Add oil and toss well to coat. Add the salt, herbs and black pepper and toss well to coat.
Transfer to a stoneware baking dish. Cover the dish with parchment and bake for 15 mins, Then remove parchment, move the veggies around and continue to bake for 20 to 25 mins or until the veggies are roasted and tender to preference.
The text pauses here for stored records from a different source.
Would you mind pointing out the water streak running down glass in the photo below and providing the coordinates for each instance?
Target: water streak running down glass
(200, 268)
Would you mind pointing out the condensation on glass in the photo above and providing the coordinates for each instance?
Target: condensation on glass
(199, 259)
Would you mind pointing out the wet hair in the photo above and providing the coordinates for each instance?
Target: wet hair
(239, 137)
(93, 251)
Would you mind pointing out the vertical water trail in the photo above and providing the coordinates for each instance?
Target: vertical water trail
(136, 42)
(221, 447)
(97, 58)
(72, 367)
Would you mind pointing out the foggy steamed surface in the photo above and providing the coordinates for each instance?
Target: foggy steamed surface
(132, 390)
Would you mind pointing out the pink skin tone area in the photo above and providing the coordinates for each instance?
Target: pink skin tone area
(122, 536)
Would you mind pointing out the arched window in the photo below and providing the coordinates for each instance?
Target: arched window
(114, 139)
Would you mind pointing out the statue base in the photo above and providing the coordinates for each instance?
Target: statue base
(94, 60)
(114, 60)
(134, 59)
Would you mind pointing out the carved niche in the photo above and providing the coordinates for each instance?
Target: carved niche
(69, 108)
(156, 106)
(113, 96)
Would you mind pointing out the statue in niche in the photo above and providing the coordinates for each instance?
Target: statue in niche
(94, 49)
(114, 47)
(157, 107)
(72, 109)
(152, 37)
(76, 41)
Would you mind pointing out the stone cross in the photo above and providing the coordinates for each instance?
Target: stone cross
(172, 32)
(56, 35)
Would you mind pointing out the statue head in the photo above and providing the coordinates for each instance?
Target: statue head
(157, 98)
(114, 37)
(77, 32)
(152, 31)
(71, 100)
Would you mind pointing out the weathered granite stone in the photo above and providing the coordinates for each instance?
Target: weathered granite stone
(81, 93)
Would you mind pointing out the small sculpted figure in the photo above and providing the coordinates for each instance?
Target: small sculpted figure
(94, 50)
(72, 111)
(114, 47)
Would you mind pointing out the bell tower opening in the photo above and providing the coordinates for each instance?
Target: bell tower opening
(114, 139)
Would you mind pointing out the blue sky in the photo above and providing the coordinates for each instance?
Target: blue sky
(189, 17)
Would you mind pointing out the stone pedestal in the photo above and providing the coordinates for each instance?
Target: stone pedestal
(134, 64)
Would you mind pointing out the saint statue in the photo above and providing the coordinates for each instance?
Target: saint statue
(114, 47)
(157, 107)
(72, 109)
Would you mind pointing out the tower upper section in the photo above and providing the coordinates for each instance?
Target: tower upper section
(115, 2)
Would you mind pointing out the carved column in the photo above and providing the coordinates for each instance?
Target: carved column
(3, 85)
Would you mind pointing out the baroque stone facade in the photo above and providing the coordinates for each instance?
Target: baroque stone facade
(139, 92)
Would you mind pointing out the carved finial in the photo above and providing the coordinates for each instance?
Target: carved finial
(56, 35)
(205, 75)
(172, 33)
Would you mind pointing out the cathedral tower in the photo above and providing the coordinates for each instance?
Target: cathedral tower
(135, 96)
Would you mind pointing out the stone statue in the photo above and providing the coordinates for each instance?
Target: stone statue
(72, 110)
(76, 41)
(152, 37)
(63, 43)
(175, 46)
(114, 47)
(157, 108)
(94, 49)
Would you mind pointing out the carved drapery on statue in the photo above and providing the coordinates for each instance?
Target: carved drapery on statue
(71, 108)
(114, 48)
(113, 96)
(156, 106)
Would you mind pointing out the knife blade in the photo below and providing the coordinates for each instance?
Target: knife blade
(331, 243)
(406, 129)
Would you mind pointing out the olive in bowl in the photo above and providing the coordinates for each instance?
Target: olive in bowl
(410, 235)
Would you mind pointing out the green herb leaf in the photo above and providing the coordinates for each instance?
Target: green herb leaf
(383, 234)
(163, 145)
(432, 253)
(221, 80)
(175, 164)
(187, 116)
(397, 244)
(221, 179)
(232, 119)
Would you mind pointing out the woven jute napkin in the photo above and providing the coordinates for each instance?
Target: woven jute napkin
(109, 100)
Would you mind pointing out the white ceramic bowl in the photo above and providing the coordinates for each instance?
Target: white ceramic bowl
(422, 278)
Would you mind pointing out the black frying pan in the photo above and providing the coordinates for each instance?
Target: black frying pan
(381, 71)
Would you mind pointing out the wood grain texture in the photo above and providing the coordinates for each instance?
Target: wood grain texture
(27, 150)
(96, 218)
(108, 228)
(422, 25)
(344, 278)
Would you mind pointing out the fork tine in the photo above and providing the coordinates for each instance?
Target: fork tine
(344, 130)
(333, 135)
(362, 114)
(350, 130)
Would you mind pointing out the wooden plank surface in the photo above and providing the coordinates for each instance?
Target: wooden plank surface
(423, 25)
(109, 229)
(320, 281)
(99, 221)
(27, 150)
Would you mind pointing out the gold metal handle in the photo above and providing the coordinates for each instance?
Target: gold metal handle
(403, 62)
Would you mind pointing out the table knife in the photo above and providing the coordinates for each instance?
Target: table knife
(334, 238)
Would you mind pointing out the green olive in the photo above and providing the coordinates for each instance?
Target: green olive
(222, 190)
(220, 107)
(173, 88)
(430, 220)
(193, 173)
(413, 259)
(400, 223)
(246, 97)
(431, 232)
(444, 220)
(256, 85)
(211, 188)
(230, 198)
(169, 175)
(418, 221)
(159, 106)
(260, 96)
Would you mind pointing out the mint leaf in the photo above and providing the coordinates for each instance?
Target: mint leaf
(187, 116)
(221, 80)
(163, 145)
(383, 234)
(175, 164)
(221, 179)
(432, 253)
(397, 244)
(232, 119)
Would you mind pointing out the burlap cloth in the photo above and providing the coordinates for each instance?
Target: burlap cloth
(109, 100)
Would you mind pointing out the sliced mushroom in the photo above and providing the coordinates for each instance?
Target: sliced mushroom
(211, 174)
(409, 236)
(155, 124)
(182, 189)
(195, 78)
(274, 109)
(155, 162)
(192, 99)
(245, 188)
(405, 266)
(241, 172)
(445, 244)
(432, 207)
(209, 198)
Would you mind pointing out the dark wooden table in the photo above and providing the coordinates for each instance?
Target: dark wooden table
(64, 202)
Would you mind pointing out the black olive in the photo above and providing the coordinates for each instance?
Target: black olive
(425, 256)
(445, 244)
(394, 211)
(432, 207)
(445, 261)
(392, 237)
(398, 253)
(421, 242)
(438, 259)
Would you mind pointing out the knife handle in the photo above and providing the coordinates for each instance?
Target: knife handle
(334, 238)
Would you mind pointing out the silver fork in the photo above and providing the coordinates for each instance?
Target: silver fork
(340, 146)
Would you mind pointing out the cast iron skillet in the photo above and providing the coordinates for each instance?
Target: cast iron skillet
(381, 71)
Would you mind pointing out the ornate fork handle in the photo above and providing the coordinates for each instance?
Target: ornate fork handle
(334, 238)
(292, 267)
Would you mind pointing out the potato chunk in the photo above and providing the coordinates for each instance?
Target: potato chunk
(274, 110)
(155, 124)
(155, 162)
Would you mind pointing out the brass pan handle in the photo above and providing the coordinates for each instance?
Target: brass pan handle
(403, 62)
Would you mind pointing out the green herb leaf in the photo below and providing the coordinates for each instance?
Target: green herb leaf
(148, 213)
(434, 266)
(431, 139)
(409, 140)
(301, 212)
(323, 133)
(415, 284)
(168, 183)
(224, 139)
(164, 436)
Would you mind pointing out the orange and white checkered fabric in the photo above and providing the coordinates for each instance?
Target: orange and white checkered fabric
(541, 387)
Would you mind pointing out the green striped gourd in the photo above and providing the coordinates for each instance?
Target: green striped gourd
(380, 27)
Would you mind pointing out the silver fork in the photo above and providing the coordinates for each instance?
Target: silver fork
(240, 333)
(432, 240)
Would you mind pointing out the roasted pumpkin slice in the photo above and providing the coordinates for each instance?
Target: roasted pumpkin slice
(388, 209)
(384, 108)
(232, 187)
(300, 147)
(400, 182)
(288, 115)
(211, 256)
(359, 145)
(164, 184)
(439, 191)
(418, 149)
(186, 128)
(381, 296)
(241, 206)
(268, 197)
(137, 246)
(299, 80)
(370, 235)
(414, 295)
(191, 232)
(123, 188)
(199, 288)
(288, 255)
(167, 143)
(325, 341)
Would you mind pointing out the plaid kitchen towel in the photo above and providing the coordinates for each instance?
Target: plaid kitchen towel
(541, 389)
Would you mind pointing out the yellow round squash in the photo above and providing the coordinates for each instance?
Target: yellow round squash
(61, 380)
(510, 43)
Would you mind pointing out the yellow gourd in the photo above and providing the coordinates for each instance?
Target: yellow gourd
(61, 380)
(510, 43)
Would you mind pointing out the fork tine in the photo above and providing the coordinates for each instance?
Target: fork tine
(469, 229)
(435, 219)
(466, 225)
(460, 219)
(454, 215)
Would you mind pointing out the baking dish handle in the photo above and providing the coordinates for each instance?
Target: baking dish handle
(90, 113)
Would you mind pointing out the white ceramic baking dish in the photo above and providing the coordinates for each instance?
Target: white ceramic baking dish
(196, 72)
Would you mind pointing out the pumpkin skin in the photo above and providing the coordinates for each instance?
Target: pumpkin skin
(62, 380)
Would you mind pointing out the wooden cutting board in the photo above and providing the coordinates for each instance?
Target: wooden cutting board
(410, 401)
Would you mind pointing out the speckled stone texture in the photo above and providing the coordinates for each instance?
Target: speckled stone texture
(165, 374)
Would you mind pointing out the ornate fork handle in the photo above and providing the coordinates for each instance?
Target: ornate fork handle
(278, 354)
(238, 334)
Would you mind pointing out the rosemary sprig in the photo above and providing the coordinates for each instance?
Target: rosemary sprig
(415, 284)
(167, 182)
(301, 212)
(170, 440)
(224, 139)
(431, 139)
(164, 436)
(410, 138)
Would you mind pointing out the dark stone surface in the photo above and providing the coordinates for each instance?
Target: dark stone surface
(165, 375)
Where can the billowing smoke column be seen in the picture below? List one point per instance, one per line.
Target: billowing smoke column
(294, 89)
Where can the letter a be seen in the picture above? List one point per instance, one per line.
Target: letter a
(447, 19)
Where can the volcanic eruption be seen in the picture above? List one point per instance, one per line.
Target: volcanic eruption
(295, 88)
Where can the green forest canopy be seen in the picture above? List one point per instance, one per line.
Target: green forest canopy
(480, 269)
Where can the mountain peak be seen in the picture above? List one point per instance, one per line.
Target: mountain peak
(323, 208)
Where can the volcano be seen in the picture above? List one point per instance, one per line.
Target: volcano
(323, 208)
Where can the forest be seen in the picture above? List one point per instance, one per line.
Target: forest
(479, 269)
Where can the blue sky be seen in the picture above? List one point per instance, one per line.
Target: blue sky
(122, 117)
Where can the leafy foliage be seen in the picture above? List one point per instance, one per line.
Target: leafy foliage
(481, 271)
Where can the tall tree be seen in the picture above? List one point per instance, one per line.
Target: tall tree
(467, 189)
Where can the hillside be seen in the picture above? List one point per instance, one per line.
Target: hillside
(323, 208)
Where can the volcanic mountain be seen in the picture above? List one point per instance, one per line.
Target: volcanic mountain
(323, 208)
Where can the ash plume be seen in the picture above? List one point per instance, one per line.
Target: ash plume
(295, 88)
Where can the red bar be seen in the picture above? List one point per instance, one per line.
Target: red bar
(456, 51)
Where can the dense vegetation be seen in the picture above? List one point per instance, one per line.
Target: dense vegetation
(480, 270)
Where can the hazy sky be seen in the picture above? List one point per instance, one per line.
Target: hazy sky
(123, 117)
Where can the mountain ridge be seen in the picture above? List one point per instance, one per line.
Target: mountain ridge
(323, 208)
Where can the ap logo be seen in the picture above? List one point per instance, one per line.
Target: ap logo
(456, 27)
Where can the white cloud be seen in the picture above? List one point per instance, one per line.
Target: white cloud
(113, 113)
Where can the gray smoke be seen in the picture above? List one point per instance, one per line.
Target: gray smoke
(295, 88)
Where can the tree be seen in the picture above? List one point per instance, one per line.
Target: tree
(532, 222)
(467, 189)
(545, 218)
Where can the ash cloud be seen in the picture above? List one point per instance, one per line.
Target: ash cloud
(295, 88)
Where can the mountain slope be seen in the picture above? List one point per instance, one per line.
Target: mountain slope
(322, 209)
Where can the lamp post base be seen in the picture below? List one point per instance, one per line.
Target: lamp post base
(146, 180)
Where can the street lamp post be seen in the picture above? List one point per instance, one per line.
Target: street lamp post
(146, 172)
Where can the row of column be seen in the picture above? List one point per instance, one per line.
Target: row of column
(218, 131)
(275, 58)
Tips: Use a stoneware dish which can accommodate the veggies in one layer without too much overlapping.
Chop the veggies so that they are not overly large or overly small/thin compared to the other vegetables.
Use your hands to rub in the oil on the veggies for even coating
Use parchment or another baking sheet that almost fits the baking dish to cover.
Also see first paragraph of the post for tips and the explanation.
Oil-free: Use aquafaba(chickpea water) or broth instead of oil.
Variation: Add a cup of cooked chickpeas with the veggies to the dish for added protein.